MN nurses fight against low pay, poor conditions


Rebekah Riersin

Twin Cities nurses gather to protest against unfair wages.

This story was originally published in the Heights Herald Print Edition.

Minnesota nurses have made history with strikes being held at 15 hospitals over the course of three days in September. 

Working as a nurse comes with many challenges and tribulations. Along with the physical and emotional stress that comes with the job, many hospitals have been dealing with staff shortages as of late, requiring many nurses to be available to come in at any given time whether they have had proper time to rest or not, as a lot of nurses work sporadic shifts that can average eight to twelve hours. Considering all of this, many nurses have begun to advocate for better work conditions and salary increases.

The problems that led to the strikes in Minnesota during September weren’t far off from the national problems occurring in hospitals and clinics around the country. Though Minnesota does not have a shortage problem in regards to nurses, there is a problem with retention, as many nurses are quitting due to poor work conditions and patient care. The increasing number of nurses leaving hospitals results in patients having to wait longer instead of receiving care, including when it’s needed urgently.

“Enough is enough,” Minnesota Nurses Association (MNA) President Mary Turner said. “It is time to put patients before profits in our hospitals.” Said.

Nurses with the MNA had been in contract negotiations with hospital executives for six months before the strikes began. They asked to be included in discussions regarding staffing decisions and solutions to keep more nurses in hospitals. When their requests were not met, MNA members began to plan strikes to show that they were serious about these issues and would not settle for less. When put to a vote, the strikes were agreed upon overwhelmingly by nurses and began on September 12.

Of course, when over a dozen hospitals lost thousands of integral workers, they scrambled to fill those spots. Some positions were filled by physicians or non-nursing staff. In-state and out-of-state nurses were also brought into these hospitals on temporary contracts, many leaving right after the striking nurses returned to their hospitals.

Denise McDowell, a registered nurse with M Health Fairview Southdale Hospital (and, full disclosure, this writer’s mother), was one of the thousands who picketed outside of their hospitals September 12 through 15. She initially voted yes to striking to stand with her colleagues so that they could achieve goals essential to their jobs, including safe staffing, benefits and raises. 

“[I felt] a little bit of nervousness because I have never been through a strike”, McDowell said. “[I was] proud to see all of the nurses and hear all the cars honking at us, supporting us.” 

During the years that she has worked at Southdale, safety has come up as an issue multiple times. In September 2020, a failed carjacking attempt left a physician with a bullet injury in his scalp. The shooting occurred in the parking lot of the M Health Fairview Hospital. The hospital and nearby mall were both shut down as police investigated the assault while nurses and staff were warned to keep safe and stay out of the area. Safety issues in the daily lives of nurses, especially regarding violent patients constantly threatening their health, have risen over the years, as previously reported by both the Star Tribune and Minnesota Public Radio.

The ask for raises isn’t new either, with nurses asking for higher wages at the end of each of their contracts, usually lasting two years. During the years that she has worked at Southdale, McDowell can verify that the safety and staffing has deteriorated. 

Though the strike didn’t personally affect her since she wasn’t scheduled to work on the striking days, McDowell empathizes with those that did lose three days of pay. Meanwhile, some nurses who crossed the picket line continued to work instead of going on strike with their peers. 

Several nurses, both those that participated in the strike and those that did not, don’t feel like the strikes were very effective.

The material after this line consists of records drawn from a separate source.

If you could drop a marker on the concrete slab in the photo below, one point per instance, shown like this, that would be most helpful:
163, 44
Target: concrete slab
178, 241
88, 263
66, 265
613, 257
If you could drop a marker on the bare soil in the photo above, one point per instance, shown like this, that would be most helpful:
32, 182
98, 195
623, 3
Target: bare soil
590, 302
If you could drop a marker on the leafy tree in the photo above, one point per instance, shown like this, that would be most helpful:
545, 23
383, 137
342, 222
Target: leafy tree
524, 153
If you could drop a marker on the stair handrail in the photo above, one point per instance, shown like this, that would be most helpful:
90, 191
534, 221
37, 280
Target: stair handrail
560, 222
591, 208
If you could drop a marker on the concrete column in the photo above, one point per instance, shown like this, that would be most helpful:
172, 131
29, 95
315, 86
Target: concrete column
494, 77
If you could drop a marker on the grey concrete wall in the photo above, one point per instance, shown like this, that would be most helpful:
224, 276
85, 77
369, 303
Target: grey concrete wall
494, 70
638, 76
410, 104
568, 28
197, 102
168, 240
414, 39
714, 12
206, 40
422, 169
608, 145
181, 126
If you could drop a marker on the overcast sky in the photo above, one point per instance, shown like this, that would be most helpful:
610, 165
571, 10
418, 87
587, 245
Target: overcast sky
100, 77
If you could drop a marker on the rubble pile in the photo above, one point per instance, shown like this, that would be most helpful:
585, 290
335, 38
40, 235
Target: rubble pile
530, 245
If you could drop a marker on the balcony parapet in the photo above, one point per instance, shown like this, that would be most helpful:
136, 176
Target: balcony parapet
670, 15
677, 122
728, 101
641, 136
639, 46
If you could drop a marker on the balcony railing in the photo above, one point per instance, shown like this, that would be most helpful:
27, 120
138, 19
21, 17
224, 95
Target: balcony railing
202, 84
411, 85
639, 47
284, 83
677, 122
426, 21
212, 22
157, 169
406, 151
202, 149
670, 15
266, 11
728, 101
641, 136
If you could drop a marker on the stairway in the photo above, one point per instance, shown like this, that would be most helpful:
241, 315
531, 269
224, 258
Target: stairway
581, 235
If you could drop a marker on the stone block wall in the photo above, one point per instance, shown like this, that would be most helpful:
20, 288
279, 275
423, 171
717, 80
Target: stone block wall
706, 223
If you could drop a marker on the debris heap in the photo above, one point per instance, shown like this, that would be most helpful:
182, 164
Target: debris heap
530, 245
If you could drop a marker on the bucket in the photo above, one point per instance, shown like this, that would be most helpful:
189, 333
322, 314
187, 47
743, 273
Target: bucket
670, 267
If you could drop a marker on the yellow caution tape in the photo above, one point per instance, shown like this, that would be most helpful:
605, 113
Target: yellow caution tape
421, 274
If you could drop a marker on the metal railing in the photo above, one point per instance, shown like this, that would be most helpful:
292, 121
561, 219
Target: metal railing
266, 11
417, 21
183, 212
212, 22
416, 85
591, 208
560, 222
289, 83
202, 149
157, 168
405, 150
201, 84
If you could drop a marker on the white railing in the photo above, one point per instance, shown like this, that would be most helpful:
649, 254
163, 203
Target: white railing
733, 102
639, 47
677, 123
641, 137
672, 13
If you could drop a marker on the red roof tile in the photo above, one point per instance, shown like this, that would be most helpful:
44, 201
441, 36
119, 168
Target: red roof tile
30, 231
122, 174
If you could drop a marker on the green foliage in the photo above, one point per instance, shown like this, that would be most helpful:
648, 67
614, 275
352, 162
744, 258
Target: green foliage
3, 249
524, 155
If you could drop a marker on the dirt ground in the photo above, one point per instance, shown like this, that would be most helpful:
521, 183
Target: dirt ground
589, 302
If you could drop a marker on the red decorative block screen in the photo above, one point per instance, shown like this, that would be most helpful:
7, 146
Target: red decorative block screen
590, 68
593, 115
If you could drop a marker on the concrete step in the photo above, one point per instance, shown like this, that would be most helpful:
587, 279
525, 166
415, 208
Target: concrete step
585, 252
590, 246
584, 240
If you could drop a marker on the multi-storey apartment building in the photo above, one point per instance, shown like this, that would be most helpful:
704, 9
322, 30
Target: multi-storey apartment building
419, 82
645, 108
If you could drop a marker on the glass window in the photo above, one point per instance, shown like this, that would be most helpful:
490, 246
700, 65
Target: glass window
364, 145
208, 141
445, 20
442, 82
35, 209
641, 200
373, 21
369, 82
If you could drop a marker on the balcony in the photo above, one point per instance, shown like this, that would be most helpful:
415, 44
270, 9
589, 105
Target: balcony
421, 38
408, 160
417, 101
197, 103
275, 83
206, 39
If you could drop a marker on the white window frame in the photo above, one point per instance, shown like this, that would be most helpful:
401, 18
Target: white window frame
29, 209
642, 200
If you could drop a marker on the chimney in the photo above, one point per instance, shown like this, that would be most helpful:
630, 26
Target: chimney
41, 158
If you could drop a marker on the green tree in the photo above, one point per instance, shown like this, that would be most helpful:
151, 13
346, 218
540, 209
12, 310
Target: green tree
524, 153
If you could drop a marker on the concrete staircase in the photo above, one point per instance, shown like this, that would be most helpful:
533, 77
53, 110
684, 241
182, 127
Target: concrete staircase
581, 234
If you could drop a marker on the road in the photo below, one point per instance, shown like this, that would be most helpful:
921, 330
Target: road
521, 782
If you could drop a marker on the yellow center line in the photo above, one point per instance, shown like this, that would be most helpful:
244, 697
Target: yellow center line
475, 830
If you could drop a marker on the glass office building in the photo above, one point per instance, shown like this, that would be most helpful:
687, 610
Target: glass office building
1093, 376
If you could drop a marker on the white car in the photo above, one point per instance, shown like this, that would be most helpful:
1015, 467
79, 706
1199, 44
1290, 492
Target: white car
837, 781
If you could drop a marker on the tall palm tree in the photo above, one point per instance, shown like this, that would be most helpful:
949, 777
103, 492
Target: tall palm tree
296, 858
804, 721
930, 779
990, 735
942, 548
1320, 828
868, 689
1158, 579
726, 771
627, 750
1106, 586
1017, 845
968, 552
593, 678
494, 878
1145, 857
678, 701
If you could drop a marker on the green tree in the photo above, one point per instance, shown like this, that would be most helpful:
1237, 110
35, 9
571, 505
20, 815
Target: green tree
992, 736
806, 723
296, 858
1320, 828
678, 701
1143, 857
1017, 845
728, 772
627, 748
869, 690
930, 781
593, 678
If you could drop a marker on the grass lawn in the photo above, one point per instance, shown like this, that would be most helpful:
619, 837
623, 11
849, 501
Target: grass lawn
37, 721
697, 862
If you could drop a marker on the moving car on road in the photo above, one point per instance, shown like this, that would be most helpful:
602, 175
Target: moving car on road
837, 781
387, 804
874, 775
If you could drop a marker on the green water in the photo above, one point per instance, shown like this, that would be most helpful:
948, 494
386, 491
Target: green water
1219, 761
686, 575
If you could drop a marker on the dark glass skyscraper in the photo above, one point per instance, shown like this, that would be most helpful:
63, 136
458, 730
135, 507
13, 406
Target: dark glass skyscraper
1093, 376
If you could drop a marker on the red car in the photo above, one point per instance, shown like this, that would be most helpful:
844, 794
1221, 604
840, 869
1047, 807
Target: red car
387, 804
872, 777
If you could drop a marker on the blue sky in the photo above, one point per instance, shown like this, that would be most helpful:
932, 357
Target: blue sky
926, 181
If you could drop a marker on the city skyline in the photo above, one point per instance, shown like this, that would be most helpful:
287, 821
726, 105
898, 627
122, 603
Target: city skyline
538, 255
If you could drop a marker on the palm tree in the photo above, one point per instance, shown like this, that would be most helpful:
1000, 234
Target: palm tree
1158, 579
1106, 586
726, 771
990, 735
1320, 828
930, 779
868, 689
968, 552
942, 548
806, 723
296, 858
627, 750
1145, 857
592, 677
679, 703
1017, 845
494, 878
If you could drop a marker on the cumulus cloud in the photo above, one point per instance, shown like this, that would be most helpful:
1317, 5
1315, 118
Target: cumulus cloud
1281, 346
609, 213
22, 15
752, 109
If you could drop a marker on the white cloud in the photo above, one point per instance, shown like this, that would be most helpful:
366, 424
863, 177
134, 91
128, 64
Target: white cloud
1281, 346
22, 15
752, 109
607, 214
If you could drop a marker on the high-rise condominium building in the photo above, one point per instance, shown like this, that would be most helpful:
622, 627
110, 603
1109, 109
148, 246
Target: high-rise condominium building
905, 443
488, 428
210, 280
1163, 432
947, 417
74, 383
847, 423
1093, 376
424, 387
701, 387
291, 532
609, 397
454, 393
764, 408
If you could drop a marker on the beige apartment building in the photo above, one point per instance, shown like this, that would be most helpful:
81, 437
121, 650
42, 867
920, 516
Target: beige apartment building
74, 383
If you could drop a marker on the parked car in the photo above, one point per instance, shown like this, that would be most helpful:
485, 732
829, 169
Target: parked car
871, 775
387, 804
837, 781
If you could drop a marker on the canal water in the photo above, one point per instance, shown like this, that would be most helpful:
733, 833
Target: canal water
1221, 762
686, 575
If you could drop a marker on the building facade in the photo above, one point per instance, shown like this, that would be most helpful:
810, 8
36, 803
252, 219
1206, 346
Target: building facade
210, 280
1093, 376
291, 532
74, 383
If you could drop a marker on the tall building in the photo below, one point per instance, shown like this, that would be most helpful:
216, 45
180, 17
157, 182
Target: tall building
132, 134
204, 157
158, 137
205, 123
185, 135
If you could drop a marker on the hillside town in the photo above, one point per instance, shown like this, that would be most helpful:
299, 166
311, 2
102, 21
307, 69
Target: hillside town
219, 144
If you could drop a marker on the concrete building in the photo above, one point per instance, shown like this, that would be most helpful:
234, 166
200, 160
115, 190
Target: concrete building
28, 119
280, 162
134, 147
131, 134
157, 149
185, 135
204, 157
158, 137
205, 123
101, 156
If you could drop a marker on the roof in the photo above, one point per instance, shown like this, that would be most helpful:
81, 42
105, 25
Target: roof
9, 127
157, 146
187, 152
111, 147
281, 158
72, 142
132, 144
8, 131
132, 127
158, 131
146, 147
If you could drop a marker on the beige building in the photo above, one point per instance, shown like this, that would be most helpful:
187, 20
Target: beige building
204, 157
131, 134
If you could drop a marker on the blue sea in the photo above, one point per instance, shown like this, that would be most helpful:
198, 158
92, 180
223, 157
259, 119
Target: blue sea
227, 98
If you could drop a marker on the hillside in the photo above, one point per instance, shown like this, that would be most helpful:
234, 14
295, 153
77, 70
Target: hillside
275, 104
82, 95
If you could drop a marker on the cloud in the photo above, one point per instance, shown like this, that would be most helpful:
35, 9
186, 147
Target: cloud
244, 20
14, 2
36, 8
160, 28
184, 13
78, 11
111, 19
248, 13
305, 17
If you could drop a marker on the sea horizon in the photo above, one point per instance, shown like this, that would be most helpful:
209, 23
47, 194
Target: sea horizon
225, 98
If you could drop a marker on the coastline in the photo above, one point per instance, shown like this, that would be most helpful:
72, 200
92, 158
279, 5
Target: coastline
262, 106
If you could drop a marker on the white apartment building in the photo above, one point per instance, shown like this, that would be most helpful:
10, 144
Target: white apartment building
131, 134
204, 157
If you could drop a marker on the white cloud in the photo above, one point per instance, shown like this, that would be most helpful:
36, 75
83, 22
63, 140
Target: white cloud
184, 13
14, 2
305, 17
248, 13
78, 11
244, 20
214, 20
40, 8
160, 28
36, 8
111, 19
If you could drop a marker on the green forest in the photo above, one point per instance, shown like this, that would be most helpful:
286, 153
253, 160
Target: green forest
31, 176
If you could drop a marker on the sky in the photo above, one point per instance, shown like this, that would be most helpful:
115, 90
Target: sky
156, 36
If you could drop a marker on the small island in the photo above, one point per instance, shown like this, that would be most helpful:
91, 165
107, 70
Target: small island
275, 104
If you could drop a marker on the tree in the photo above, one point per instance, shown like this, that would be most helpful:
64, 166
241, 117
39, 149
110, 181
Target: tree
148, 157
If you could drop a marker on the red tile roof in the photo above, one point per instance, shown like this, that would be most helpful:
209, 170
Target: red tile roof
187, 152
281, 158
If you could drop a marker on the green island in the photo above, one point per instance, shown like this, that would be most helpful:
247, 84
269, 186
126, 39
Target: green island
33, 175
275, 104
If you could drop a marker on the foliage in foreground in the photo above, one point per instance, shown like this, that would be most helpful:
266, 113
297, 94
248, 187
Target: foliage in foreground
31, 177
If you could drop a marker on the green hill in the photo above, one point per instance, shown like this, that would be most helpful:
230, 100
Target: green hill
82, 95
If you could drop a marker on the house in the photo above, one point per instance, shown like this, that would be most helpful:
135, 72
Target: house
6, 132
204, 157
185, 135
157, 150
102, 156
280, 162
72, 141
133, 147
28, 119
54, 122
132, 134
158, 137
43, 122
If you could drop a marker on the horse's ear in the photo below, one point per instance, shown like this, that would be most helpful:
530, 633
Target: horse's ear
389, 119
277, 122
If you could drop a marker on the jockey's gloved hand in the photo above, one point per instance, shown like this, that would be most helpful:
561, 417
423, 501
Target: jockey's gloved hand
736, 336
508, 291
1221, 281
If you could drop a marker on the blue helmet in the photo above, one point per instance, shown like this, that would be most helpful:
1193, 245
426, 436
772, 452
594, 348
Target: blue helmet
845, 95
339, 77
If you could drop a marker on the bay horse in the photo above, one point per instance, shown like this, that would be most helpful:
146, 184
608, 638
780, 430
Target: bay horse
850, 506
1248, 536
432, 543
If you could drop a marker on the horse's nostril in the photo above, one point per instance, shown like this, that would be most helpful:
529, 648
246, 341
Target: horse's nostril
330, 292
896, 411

 “[They’re] still in negotiations right now,” McDowell said. “I don’t think it accomplished what we wanted it to accomplish.”

Because the strikes were not as successful as MNA intended, nurses voted a second time on November 30, deciding whether they would like to strike again, this time for even longer. Members of the MNA stayed up for twenty-four hours in negotiations, resulting in a new contract that included a wage increase, improved safety measures and more. The strikes which saw thousands of nurses band together successfully reached the goals they set out to achieve at the beginning of the year.

 Nurses are an essential part of the world of medicine and care. If they are not provided with the resources and environment they need, they can not work properly. These strikes are an accumulation of years of mistreatment of nurses that have finally decided that enough was enough. Only time will tell if the efforts of the MNA and all the nurses involved in these strikes will succeed in their goals, or if Minnesota hospitals will continue to lack thousands of essential workers.